Forget the data spindling and mutilating: it's about the peoples
I’m not one for hyperbole, so I had headed down a track that I wasn’t prepared to follow when I started my posts by being clever with the “please don’t fold” story as a spin off the title of the site.
What was going to be the subject for spindle or mutilate?
What is interpreting incidence data as a matrix? Is it mutilating or spindling? Both are a little over the top. So, each time I started writing, I would decide that what I’d picked wasn’t really either.
Of course, that previous post hints at the gist of what I want to get across, which is that the problem we solve should come from the people for whom we are solving it. So, while it is easy to think of folding an incidence into a concept graph, that is just an example: we are doing analysis or solving problems for people who have their own ways of thinking about them, and we have to find ways to honor those ways of thinking or we are wasting our time.
The cognitive perspective that I learned from Barbara Mirel (U.Michigan) is basically this: experts have particular ways that they think about and perform their tasks, and tools encode particular ways of thinking about and performing tasks. It is the relationship between these ways of thinking that should be the focus of our concern.
For example, in a biological setting, the biological expert views their data from the perspective of their experiment, and understands the kinds of questions they want to ask of it. While the tools that they have available represent the data in a particular way, and allow manipulations based on that representation. The expert is then required to translate their questions into the manipulations allowed by their tools.
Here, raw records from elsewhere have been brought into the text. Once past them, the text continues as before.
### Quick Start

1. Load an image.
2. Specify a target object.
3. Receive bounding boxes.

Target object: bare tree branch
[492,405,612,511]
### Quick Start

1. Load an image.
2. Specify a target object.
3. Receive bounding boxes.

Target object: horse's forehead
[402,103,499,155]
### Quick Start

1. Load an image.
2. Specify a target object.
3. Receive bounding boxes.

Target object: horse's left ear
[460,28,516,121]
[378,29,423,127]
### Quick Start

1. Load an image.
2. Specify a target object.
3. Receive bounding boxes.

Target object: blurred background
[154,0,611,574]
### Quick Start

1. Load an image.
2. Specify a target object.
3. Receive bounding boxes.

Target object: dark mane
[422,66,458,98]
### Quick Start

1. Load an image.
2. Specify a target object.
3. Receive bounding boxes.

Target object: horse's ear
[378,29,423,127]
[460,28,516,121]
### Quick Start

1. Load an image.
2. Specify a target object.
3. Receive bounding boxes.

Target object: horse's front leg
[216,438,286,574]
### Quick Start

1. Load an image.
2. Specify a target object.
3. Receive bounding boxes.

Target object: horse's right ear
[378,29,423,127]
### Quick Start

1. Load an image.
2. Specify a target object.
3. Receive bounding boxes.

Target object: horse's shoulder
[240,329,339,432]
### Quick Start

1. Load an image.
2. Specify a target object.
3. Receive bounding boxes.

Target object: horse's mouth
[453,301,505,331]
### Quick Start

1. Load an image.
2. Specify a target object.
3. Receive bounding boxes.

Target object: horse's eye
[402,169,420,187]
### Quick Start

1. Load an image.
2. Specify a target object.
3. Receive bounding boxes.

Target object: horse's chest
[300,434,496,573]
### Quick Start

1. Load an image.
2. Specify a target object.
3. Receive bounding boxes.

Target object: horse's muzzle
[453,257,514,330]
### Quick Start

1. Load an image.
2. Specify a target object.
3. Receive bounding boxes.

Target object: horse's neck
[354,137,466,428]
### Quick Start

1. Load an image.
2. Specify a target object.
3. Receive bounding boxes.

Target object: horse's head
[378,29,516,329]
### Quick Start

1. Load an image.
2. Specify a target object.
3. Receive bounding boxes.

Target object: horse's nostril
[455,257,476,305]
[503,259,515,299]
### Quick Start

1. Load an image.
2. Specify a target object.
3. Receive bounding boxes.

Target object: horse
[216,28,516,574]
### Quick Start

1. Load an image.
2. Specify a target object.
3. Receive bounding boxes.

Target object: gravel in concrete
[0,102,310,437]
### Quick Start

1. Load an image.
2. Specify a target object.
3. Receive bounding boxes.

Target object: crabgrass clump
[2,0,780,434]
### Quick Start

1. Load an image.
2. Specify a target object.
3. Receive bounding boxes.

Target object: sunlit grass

In some ways this is like needing to hammer a nail while only having a screwdriver. We can solve the problem, but maybe not as well as we would with the right tool. In the case of software tools, the bigger the cognitive mismatch between the tools and how the user views their tasks, the more they have to think about the translation, and the less they can think about their actual problem. What Barbara saw when she observed users of systems biology tools was that they were getting stuck before they could make real insights, because the tools didn’t support the way they thought about their data.
I think there are a lot of factors that lead to this situation, but there are two basic ones: the inherent uncertainty in the problems means there may be many different plausible solutions, and problems are often considered out of context. So, it is easy to look at a question that a scientist has about their data, and, because the data looks like a graph, frame it as a graph question. Since the transformation looks reasonable, the scientist will nod approval, and off we go. And, now that we have a graph, we can manipulate the data like a graph, and ask graphy questions of the graph. Perhaps we get some insights, but we’ve shifted to a computational representations and problem that is a proxy for the originals, the cognitive connection is lost, and it is harder to move to the next question.
In thinking about about what I learned working with Barbara, and what I’ve learned since, these are the quick lessons I take from this perspective:
- We see what we recognize. I have learned to be skeptical about any representational proxies I choose.
- Don’t stray too far from the biology I try to keep original data in the same shape it came in until there is a reason to present it some other way. This is why I like FCA — the incidence relation is still there. Basically, this means that you can solve problems in your favorite model from discrete math, but be prepare to present results in a way that makes biological sense.
- Any analysis is part of a larger question. Users need to be able to take the results of one analysis and use it as input to another. Also, relevance or significance is determined by the global question, so we need to be careful in filtering.
- Understand how biologists think about their tasks. I’ve spent a lot of time working directly with scientists formulating questions, but this is expensive. So, basically, this means we need to engage in cognitive task analysis, and should build off of cognitive models of experts’ work whenever possible.
- Embrace the uncertainty. In other words, be “agile”. (We’ll have to get back to this one.)
I expect I’ll come back to some of these, but others will probably show up behind the scenes.